The only scenario where models disagreed under Utilitarianism (Claude=NO, Gemini=YES, GPT=YES) was the Transplant dilemma. Claude invoked rule utilitarianism — arguing permitting organ harvesting would collapse medical trust and produce greater long-run harm — while Gemini and GPT applied straightforward act-utilitarian arithmetic. Evidence that persona adoption depth varies across models.

Claude exhibits the doctrine of double effect

Claude consistently redirected existing threats (Trolley, Plane, Crane) but refused to use a person as a means even under identical numerical stakes (Hospital, Transplant). This distinction reflects the doctrine of double effect operating beneath Claude's default reasoning — not prompted, but emergent.

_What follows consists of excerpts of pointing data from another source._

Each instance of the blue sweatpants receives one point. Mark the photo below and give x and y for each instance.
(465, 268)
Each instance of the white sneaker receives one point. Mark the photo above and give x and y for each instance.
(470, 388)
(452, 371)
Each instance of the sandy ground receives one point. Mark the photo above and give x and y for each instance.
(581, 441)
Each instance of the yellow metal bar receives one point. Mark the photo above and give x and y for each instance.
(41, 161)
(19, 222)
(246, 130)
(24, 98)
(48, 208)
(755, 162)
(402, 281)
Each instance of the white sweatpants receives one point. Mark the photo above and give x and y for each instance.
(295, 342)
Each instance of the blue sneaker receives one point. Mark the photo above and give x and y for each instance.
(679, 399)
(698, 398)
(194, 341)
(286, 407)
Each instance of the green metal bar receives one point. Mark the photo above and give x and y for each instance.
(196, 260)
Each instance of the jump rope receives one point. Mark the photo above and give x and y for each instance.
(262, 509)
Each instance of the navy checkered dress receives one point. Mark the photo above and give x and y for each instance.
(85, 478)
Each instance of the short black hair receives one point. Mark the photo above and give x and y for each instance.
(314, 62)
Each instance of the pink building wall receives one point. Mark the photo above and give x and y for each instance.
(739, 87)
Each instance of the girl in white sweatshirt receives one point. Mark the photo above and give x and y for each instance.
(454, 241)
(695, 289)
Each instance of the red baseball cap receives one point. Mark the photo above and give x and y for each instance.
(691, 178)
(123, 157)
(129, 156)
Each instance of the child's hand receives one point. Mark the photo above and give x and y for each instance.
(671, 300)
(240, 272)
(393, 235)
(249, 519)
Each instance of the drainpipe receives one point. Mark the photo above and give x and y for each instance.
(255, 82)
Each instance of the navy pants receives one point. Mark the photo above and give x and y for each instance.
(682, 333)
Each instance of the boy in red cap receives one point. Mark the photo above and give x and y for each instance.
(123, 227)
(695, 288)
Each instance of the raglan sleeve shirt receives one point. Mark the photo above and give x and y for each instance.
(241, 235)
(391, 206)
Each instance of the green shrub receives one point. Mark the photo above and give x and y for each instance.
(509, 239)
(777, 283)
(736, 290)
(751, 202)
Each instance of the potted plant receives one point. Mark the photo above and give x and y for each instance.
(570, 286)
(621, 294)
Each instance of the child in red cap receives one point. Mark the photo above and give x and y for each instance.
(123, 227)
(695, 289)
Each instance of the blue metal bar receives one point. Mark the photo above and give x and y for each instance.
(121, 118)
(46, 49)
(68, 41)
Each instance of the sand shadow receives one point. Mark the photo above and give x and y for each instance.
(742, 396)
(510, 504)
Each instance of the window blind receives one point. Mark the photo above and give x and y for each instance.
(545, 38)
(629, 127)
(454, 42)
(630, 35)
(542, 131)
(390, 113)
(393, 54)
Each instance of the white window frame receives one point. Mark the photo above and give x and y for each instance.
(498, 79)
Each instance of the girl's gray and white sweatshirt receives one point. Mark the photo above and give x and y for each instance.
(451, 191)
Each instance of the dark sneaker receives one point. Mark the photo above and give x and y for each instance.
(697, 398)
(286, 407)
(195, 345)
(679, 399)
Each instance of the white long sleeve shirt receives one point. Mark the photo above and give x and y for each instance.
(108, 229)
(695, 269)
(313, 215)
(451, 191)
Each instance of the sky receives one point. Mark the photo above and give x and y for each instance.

Models split along virtue vs. care ethics divide

When prompted with Virtue/Care Ethics, Claude, Gemini, and GPT-5.5 each interpreted "caring and virtuous agent" differently — splitting along the Benner (1997) tension between virtue ethics (character-focused) and care ethics (relational-focused). The models mapped onto real philosophical distinctions without being instructed to distinguish them.

Reflection

Limitations & Improvements

This study was a solo research project with a controlled but limited scope. Several limitations shape the strength of the conclusions and point toward clear future directions.

Persona philosophical specificity varies

Rights-Based and Deontology are tightly defined; Virtue and Justice are inherently pluralistic with no single canonical decision procedure. Future iterations should operationalise more specifically — e.g. Rawlsian justice rather than "justice/fairness."

Single response per condition — no reliability check

With one response per scenario per persona, it's impossible to distinguish a stable moral judgement from a probabilistic output. Running each condition 3–5 times and taking the majority decision would significantly strengthen reliability claims.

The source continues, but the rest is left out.